"Zadi, born in Lyon, France to Algerian parents, marries the flavors of North Africa with the precision of Escoffier. For lunch he served a seafood tagine with squid, clams, mussels and dover sole…"
I do different levels of North African cooking: The simple, rustic Berber cooking of my mother's kitchen; my adapted to an American home kitchen preparations; and chef versions. My seafood tagine cooking demo incorporated French chef techniques; that is afterall my training. I started working in France when I was 14 years old. It is in my blood almost as much as my Berber heritage. My impulse in the kitchen, even at home, it to cook like I am in a professional setting.
People have been asking me about tagine cooking vessels for many years. I have always been hesitant about recommending clay tagines for several reasons: concerns about lead. poor quality vessels, and fragility. The only clay tagine I have recommended in the past is a $24 Portuguese one. It's cheap enough to not worry about breaking, can be used on the stove without a diffuser and oven, reliably lead-free and it has a deep base. However, I rarely used it myself at home, certainly never at work, because it was too fragile.

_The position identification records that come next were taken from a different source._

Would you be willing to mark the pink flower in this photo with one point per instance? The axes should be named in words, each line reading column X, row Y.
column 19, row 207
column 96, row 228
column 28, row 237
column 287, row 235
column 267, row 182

So, when Clay Coyote approached me last year about branding my own line of flameware tagines (and couscous steamers), I was more than happy to finally endorse a tagine without any reservations. Flameware is much more durable than clay and can withold very high temps on the stove top (no diffuser needed), in the oven and over a brazier. I had finally found a tagine that I could use in a professional kitchen.
Emile Henry also makes a flameware tagine. However, the base is much too shallow for versatile tagine cooking. I am aware that some traditional tagines also have small bases. They are designed for specific kinds of tagines with thick, reduced sauces.
The fact of the matter is you can produce the same kind of unctuous sauces in tagines with larger bottoms. Tagines with larger bottoms are simply more versatile. They can be used to prepare tagines that demand larger quanitities of sauce, for example my seafood tagine. Large bottomed tagines can be used as casseroles, cazuelas, tians, omelette tagines and even for baking breads.
Now, back to my seafood tagine recipe. I incorporated bouillabaisse and French chef techniques, while keeping the flavors true to North Africa. I added ingredients in layers and reduced the broth by gently boiling.
Carrots and onions were cut into brunoise and sauteed in olive oil. I added a little harissa and spices to release their fragrance. Then I added fish fumet, followed by the seafood in order of cooking time. I finished with orange zest. Adding ingredients in layers helps create a dish with complex, yet distinct flavors. The elegant tagine.